4. Range-dispatch in lookup_default()¶
Before consulting the general transliteration table, lookup_default()
dispatches by codepoint range: CJK Unified Ideographs (U+3400–U+9FFF,
U+F900–U+FAFF) go directly to the Hanzi→Pinyin table; Hangul syllables
(U+AC00–U+D7AF) and compatibility jamo (U+3131–U+3163) go directly to the
algorithmic romanizer. This avoids probing the 65K-entry flat array for scripts
that have dedicated, higher-quality tables.
5. Consistent Rust-native normalization¶
translit.normalize() uses the Rust unicode-normalization crate for all
calls. While CPython's unicodedata.normalize() is faster for standalone calls
(it operates directly on Python's internal string buffer with zero-copy
semantics), using Rust throughout ensures Unicode version consistency: all
calls use the same Unicode 16.0 tables regardless of whether you pass a
single string or a list. The Rust implementation is used by all code paths —
single strings, list input, and precompiled pipelines (security_clean, ml_normalize,
catalog_key, TextPipeline).
6. Full Unicode case folding via PHF¶
fold_case() uses a compile-time PHF table generated from all 1,557 status-C
and status-F entries in Unicode 16.0 CaseFolding.txt, replacing the previous
8-entry hand-coded match + to_lowercase() fallback. The three-tier dispatch:
- Pure-ASCII fast path:
text.is_ascii()→to_ascii_lowercase()with no PHF probe. - Per-character ASCII check: inline
ch.to_ascii_lowercase()for A–Z — no table lookup. - PHF lookup: O(1) for all 1,557 Unicode case folding mappings.

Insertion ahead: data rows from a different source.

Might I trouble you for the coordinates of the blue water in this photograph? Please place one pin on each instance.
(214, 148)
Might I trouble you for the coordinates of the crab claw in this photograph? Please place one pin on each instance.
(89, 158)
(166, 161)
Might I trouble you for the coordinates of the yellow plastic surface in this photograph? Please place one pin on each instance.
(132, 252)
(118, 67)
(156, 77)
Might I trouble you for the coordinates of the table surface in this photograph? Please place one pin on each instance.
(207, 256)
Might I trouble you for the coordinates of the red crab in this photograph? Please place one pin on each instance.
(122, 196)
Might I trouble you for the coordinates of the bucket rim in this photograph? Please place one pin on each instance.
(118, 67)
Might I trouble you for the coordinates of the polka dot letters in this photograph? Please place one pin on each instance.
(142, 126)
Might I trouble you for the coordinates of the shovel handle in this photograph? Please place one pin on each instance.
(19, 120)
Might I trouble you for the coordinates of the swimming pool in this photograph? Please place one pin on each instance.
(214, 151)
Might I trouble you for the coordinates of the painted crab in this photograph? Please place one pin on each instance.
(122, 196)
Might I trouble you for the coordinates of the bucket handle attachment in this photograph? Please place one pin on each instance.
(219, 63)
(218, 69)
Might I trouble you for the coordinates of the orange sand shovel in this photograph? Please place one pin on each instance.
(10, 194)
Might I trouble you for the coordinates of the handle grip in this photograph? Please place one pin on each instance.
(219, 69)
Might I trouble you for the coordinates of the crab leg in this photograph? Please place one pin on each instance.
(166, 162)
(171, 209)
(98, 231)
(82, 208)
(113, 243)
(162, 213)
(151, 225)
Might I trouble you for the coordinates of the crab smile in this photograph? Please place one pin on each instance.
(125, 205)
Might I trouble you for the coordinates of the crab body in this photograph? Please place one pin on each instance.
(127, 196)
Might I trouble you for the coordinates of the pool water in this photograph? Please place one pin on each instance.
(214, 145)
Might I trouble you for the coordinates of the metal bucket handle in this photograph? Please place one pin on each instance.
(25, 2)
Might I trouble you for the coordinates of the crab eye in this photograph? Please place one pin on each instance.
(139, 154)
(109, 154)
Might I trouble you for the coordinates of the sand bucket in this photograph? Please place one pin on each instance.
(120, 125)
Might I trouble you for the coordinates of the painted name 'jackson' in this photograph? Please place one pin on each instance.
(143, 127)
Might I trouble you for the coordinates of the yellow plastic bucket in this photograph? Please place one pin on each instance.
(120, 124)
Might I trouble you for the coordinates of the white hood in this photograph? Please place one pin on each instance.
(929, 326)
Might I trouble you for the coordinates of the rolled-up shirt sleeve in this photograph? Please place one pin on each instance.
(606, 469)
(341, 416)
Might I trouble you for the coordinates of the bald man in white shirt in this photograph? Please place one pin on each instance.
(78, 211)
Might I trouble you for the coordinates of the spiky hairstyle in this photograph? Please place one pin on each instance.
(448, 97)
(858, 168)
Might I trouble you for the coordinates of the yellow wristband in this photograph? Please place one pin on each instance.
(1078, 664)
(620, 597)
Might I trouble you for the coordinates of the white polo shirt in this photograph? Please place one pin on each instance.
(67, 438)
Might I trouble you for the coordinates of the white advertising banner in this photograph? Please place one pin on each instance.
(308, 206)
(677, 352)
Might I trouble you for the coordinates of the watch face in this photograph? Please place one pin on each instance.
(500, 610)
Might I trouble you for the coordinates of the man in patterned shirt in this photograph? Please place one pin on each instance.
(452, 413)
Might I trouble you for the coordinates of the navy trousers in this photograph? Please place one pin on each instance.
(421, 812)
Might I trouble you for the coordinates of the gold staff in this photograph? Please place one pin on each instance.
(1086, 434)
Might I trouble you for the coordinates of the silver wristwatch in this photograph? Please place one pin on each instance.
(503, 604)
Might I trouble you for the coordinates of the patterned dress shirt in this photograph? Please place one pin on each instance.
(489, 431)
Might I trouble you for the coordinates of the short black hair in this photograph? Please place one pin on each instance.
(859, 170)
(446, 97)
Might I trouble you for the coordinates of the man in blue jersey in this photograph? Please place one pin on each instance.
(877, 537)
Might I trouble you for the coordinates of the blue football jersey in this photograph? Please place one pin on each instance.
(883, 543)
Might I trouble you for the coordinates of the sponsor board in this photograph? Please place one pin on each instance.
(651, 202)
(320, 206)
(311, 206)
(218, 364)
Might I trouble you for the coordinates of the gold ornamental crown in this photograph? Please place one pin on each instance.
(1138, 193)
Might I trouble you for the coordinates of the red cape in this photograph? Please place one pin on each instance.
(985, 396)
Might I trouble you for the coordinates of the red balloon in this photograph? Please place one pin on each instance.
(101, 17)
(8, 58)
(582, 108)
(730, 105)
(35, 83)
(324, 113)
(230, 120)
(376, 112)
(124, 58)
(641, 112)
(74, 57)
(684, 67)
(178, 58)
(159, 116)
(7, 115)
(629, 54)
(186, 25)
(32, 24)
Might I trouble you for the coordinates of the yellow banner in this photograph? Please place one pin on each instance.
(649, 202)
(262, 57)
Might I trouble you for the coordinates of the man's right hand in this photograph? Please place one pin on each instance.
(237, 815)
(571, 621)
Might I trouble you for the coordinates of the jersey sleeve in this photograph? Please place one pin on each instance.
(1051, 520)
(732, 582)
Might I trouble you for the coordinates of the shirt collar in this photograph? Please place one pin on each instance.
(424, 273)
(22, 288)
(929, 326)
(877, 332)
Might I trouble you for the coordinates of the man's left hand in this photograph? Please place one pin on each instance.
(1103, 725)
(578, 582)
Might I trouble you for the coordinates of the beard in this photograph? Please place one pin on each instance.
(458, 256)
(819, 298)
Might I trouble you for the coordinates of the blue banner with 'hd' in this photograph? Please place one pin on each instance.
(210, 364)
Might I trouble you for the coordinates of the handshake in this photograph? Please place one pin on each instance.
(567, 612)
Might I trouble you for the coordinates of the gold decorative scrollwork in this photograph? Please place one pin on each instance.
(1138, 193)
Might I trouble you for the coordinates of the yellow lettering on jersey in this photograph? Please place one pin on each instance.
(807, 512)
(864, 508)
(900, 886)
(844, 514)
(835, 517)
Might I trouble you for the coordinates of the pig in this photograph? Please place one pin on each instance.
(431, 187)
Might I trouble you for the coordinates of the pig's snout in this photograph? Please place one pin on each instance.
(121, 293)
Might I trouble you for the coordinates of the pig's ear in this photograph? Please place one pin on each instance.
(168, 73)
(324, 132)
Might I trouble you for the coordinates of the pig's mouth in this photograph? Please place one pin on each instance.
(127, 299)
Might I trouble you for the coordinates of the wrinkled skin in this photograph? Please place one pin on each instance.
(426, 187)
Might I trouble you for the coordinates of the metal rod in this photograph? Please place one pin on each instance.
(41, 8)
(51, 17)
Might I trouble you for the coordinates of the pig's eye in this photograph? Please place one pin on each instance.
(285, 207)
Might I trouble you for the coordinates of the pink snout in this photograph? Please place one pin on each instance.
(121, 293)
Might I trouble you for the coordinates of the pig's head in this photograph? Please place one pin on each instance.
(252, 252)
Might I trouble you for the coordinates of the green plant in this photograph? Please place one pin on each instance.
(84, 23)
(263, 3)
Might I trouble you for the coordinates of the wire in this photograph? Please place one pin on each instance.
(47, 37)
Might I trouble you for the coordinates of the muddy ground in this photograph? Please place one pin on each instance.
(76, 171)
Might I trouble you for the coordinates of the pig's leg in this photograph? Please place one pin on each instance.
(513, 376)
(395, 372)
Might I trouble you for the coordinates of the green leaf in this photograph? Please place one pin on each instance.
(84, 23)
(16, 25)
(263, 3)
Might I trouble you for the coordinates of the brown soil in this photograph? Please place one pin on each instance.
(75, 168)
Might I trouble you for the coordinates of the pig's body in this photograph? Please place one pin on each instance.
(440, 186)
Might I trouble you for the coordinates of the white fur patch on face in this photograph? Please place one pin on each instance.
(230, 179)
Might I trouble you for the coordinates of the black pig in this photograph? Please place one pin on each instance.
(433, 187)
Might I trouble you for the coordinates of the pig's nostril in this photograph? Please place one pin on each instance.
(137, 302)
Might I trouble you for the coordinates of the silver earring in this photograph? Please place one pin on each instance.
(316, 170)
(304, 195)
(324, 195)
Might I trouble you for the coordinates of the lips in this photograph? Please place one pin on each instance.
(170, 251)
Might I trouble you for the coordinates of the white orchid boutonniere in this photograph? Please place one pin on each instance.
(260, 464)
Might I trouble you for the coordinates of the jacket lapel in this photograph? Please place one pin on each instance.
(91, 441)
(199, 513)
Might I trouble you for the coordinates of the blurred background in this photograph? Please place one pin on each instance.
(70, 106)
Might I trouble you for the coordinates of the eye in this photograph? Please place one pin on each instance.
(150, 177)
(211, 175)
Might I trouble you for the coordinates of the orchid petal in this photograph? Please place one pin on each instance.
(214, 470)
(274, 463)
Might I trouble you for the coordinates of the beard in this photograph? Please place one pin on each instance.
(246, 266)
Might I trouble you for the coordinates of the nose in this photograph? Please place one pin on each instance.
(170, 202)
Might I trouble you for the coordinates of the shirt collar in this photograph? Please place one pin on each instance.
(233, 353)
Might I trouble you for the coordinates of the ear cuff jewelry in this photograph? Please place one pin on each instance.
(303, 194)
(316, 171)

- Identity fallback: characters not in the table map to themselves — no
to_lowercase()iterator allocation.
This covers 175 characters where char::to_lowercase() gives incorrect results
for case folding (µ→μ, ſ→s, ς→σ, Greek variant forms, etc.) and all 104
multi-character expansions (ß→ss, İ→i̇, fi→fi, Armenian և→եւ, etc.).
Running benchmarks¶
# Install dependencies
pip install pyperf Unidecode text-unidecode anyascii python-slugify pathvalidate
# Build in release mode (critical for accurate results)
maturin develop --release
# Full rigorous run (~15 min)
python benchmarks/bench_pyperf.py -o results.json
# Quick sanity check (~5 min)
python benchmarks/bench_pyperf.py --fast -o results.json
# View results
python -m pyperf stats results.json
# Compare two runs (e.g. before/after optimisation)
python -m pyperf compare_to baseline.json improved.json
The benchmark script (benchmarks/bench_pyperf.py) covers transliteration,
slugification, normalisation, filename sanitisation, accent stripping, and
case folding across multiple input sizes and scripts.
Methodology¶
- Framework: pyperf with automatic calibration of loop count, warmup, and run count.
- Statistical model: Each benchmark reports mean ± standard deviation across multiple process invocations (not just in-process loops), reducing the impact of GC, JIT warmup, and OS scheduling.
- Reproducibility: Run
python -m pyperf system tunebefore benchmarking for lowest-variance results. The--fastflag trades statistical confidence for speed during development. - Input selection: Short inputs (12–52 chars) represent per-record processing; long inputs (0.8–1.7 KB) represent document/batch processing.